• Projects are GitLab’s primary entity of organization.
  • Projects you have access to are listed in the “Your projects” tab on the project overview page.
  • The project overview page is GitLab’s homepage unless configured differently.
  • You can search for projects in the top menu, the top search bar and on the “Explore projects” tab of project overview page.
  • A project’s visibility can be set to either private, internal, or public.
  • On some instances a visibility class is disabled.
  • Groups can contain projects and other groups.
  • A top-level group is a group not contained in another.
  • A subgroup is a group contained in another.
  • Groups you have access to are listed in the “Your groups” tab on the group overview page.
  • You can search for groups in the top menu, the top search bar and on the “Explore groups” tab of group overview page.

GitLab Projects

  • Creating a GitLab project requires not more than a few clicks and providing a name.
  • Changing the name of description of a GitLab project after creation has no indirect consequences.
  • You can fill a fresh GitLab project’s repository by pushing a local repository.
  • You can archive a project (and you can delete a project, but often should not.)

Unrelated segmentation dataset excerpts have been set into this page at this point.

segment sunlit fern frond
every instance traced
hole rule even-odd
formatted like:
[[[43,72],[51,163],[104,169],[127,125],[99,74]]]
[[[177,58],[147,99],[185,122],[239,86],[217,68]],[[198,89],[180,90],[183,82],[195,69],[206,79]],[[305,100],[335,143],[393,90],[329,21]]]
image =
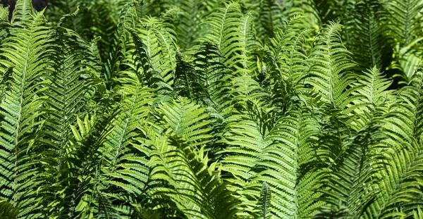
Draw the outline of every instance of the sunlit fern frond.
[[[359,1],[352,12],[354,19],[345,24],[345,29],[351,36],[346,42],[347,47],[362,68],[374,66],[381,68],[384,42],[382,4],[375,0]],[[366,37],[363,37],[364,35]]]
[[[40,201],[35,188],[39,177],[36,154],[42,150],[38,146],[37,136],[39,127],[42,104],[47,96],[43,94],[49,82],[43,80],[42,70],[47,67],[51,30],[45,26],[42,13],[32,13],[32,7],[19,1],[14,15],[14,25],[7,44],[0,49],[0,63],[11,68],[10,88],[0,104],[0,196],[19,208],[18,218],[40,216]],[[19,20],[19,21],[18,21]],[[2,74],[3,75],[3,74]]]
[[[104,61],[104,77],[106,82],[109,83],[108,88],[114,87],[114,82],[111,80],[115,75],[125,69],[125,59],[127,58],[128,50],[130,48],[128,32],[125,27],[135,28],[137,18],[135,4],[129,3],[122,8],[107,59]]]
[[[7,21],[8,20],[9,9],[8,7],[4,7],[0,6],[0,20]]]
[[[353,101],[357,117],[351,120],[351,124],[357,130],[367,124],[376,111],[382,109],[386,113],[388,111],[396,98],[393,92],[388,90],[391,84],[392,81],[386,79],[376,67],[362,72],[355,84],[360,87],[355,92],[362,96]]]
[[[356,66],[351,54],[341,42],[339,23],[330,22],[321,30],[309,55],[309,76],[305,82],[314,86],[328,103],[343,108],[357,96],[351,95],[357,87],[350,70]]]
[[[405,216],[421,204],[423,158],[423,73],[414,74],[390,107],[384,141],[391,151],[389,166],[383,173],[380,194],[369,206],[372,218]],[[408,207],[409,206],[409,207]]]
[[[332,150],[334,156],[326,160],[330,163],[329,174],[319,191],[325,194],[323,200],[329,206],[344,206],[350,218],[362,217],[380,192],[381,175],[389,161],[386,146],[382,143],[386,137],[381,128],[383,116],[383,111],[376,111],[365,126],[357,132],[351,131],[343,139],[337,139],[341,132],[324,127],[326,133],[321,139],[327,143],[324,146],[321,142],[319,146]]]
[[[271,218],[309,218],[323,204],[316,189],[324,173],[313,168],[316,162],[312,144],[318,134],[311,111],[299,107],[281,118],[270,130],[271,142],[258,155],[252,181],[266,183],[271,196],[267,215]]]
[[[176,66],[176,34],[156,18],[142,20],[136,27],[152,70],[166,87],[171,87]]]
[[[423,22],[421,9],[422,0],[401,0],[385,1],[387,11],[388,31],[386,35],[392,38],[394,60],[391,68],[399,69],[399,74],[405,83],[410,82],[412,75],[422,63],[423,54],[421,48],[423,31],[420,24]]]
[[[116,115],[114,128],[104,146],[99,149],[102,154],[101,191],[114,206],[118,207],[121,216],[130,217],[133,211],[131,197],[142,195],[149,174],[145,155],[135,153],[133,145],[137,144],[139,126],[145,125],[156,94],[142,87],[135,75],[121,80],[127,81],[119,91],[123,96],[119,104],[122,111]]]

  • Adding others as members allows them to directly contribute to your projects
  • Members with sufficient rights can independently contribute to repositories
  • You update your local repositories relative to the GitLab repository with the git pull command
  • You send changes committed in your local repository to the GitLab repository with the git push command.


  • Groups and subgroups are used to organize projects.
  • Groups can have members.
  • Projects and groups inherit members from the group they belong to.


  • GitLab has a feature to manage issues of a project.
  • Issues consist of titles and descriptions.
  • Issues can be open or closed.
  • Labels can be assigned to issues.
  • Users can be assigned to issues.
  • Boards can give an overview of issues and their stats.
  • An issue’s state can be manipulated in the board view.

Merge Requests

  • You can create a project with a copy of another project’s repository by forking it.
  • You can suggest changes to a project that you have no write access to through a merge request.
  • You can close issues by use of certain keywords in merge request descriptions or commit messages.